Test `find_end_of_wal_segment` and fix its contrecord handling #1574

yeputons · 2022-04-25T17:49:32Z

Related to #544: fixes some troubles with handling WAL records that cross a segment boundary.

This PR starts fixing them:

Add a separate library/binary for carefully crafting weird WALs using a Postgres server. Right now it can craft three kinds of WAL: simple, one ending in a record that crosses segment boundary, and a similar one with a small message appended.
- The latter two were not handled correctly, and prior to Create timeline on safekeepers explicitly #1280 (or somewhere around), it was even possible to crash Safekeeper. It is harder now because it starts find_end_of_wal from commit lsn.
Add lots of tracing to find_end_of_wal_segment. It's called on Safekeeper startup only, so should not yield a big performance penalty.
Fix find_end_of_wal_segment's bug: it worked incorrectly when the first record in the last segment is a contrecord. The old logic was to crash, new logic is to skip this record and find at least one full valid record in the segment.

I think it's better to get the barebones in first, but there are some todos left:

Handle corner cases in find_end_of_wal_segment marked as TODO in this PR. I believe they never happen in our tests.
Backtrack if there is no full valid record in the last segment file. This test is currently #[ignore]d.

libs/postgres_ffi/src/xlog_utils.rs

antons-antons

I was looking at #932 and had a similar change to yours, but you have beaten me to the CR and have tests, wanna link the issue with this PR?

Also, what about the case when there're no Log Records in the segment? it's certainly a corner case but nonetheless possible (e.g. with xact_commit, or with logical)
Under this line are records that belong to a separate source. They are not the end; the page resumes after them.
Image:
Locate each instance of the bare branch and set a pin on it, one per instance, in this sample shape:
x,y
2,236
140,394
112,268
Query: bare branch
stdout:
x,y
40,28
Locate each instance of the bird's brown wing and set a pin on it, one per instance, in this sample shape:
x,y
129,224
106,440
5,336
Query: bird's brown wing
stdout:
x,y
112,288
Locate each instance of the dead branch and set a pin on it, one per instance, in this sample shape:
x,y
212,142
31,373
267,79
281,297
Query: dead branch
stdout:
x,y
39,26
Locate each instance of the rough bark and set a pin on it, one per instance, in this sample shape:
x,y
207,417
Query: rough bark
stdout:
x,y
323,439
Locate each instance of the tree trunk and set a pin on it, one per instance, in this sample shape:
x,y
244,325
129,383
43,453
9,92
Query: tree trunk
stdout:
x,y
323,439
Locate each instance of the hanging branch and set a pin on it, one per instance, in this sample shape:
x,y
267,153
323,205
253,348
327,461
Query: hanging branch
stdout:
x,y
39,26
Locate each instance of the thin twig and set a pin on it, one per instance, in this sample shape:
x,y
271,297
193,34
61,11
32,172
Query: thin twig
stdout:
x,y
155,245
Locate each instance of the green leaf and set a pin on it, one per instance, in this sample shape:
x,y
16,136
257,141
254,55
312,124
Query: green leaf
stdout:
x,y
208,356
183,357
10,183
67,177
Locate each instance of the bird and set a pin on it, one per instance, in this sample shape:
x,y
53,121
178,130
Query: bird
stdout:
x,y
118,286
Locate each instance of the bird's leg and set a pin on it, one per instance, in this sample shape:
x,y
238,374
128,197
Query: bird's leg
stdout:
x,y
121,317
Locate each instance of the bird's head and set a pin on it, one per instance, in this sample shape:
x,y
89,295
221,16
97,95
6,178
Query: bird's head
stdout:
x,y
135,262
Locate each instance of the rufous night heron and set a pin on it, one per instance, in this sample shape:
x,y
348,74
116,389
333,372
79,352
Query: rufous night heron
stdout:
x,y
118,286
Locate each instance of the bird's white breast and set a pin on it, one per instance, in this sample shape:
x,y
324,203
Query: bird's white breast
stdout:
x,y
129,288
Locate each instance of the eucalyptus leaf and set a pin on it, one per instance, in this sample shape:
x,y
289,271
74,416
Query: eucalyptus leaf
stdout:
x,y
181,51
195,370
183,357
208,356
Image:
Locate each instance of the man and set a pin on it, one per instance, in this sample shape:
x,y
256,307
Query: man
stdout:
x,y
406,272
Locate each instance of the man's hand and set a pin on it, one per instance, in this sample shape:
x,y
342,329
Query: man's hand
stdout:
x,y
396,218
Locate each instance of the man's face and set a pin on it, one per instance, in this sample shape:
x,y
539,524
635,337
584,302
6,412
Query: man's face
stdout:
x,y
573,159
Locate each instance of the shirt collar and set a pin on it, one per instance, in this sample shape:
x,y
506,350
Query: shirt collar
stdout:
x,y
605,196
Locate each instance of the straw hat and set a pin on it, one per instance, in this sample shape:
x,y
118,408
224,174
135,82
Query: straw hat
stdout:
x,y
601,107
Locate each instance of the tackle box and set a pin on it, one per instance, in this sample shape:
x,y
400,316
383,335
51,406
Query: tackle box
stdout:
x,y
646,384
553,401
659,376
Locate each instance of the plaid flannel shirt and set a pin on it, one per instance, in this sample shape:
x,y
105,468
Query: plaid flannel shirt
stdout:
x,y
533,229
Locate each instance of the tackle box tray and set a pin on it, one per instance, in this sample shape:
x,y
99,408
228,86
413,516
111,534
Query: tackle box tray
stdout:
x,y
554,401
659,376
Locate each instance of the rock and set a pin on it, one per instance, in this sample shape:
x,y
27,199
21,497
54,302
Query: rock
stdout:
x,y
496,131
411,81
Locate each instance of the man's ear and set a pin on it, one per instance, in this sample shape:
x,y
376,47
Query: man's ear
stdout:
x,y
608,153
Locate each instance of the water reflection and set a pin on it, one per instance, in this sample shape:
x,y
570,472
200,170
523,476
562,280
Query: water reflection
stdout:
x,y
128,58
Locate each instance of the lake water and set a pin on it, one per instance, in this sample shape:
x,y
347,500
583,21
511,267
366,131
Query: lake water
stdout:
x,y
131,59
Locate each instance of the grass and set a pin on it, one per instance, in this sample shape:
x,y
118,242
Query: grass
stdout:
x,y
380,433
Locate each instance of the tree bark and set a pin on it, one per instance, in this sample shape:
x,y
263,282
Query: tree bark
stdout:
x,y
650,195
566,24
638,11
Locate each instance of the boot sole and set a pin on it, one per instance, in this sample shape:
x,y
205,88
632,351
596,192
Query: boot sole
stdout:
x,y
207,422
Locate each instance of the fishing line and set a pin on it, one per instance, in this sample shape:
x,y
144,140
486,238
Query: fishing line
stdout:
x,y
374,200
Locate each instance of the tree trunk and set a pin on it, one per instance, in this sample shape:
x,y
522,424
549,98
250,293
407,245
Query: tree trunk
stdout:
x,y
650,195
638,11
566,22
antons-antons · 2022-04-28T18:26:15Z

libs/postgres_ffi/src/xlog_utils.rs

    let mut rec_hdr = [0u8; XLOG_RECORD_CRC_OFFS];

+    trace!("find_end_of_wal_segment(data_dir={}, segno={}, tli={}, wal_seg_size={}, start_offset=0x{:x})", data_dir.display(), segno, tli, wal_seg_size, start_offset);


Should we validate here that

start_offset is < wal_seg_size?

wal_seg_size is a power of 2 and between 1Mb and 1Gb?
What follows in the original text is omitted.